We saw little congestion related packet loss on the testbed. With big windows SACK 
becomes increasingly important so one does not have recover a large fraction of the 
window for a single packet.

Once one gets onto networks where one is really sharing the bandwidth with others 
performance drops off rapidly (see for example the measuremsnts at 
http://www-iepm.slac.stanford.edu/monitoring/bulk/fast/#Measurements%20from%20Sunnyvale%20to%20Amsterdam
 and compare them with those at 
http://www-iepm.slac.stanford.edu/monitoring/bulk/fast/#TCP%20Stack%20Comparisons%20with%20Single%20Streams

One of the next things we want to look at next is how the various new TCP stacks work 
on production Academic & Research Networks (e.g. from Internet2, ESnet, GEANT, ...) 
with lots of other competing traffic. 
-----Original Message-----
From: Iljitsch van Beijnum [mailto:[EMAIL PROTECTED] 
Sent: Saturday, March 08, 2003 1:49 PM
To: Cottrell, Les
Cc: '[EMAIL PROTECTED]'
Subject: Re: 923Mbits/s across the ocean


On Sat, 8 Mar 2003, Cottrell, Les wrote:

> We used a stock TCP (Linux kernel TCP).  We did however, use jumbo 
> frames (9000Byte MTUs).

What kind of difference did you see as opposed to standard 1500 byte packets? I did 
some testing once and things actually ran slightly faster with 1500 byte packets, 
completely contrary to my expectations... (This was UDP and just 0.003 km rather than 
10,000, though.)

> The remarks about window size and buffer are interesting also.  It is 
> true large windows are needed. To approach 1Gbits/s we require 40MByte 
> windows.  If this is going to be a problem, then we need to raise 
> question like this soon and figure out how to address (add more 
> memory, use other protocols etc.). In practice to approcah 2.5Gbits/s 
> requires 120MByte windows.

So how much packet loss did you see? Even with a few packets in a million lost this 
would bring your transfer way down and/or you'd need even bigger windows.

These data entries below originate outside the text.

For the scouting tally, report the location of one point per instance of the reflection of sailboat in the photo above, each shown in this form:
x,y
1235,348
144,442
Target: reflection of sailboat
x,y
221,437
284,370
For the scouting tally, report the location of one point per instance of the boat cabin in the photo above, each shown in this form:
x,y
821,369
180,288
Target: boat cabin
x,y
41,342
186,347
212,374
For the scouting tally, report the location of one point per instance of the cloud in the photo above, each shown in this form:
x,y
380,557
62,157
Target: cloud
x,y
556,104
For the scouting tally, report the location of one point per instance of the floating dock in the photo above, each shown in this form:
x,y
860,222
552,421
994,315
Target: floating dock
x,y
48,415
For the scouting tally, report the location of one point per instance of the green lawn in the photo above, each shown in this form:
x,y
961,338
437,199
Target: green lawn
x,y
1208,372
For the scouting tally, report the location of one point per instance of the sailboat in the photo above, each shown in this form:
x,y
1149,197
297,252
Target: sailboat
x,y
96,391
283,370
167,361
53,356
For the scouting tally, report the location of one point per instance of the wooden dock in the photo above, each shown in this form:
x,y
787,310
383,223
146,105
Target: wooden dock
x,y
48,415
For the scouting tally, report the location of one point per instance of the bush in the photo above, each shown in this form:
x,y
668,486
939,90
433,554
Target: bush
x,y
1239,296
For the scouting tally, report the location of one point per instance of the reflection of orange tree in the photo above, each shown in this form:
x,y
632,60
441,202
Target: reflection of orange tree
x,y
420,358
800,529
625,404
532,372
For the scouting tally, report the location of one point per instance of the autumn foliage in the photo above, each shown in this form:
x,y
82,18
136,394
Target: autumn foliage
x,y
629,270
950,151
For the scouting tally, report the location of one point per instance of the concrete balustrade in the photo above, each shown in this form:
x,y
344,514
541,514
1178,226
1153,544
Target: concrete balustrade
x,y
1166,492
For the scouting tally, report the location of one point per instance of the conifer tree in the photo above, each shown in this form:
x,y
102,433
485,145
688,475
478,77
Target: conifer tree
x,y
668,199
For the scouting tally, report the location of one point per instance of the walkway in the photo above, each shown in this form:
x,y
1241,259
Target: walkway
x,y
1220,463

However, bigger windows mean more congestion. When two of those boxes start pushing 
traffic at 1 Gbps with a 40 MB window, you'll see 20 MB worth of lost packets due to 
congestion in a single RTT.

A test where the high-bandwidth session or several high-bandwidth sessions have to 
live side by side with other traffic would be very interesting. If this works well it 
opens up possibilities of doing this type of application over real networks rather 
than (virtual) point-to-point links where congestion management isn't an issue.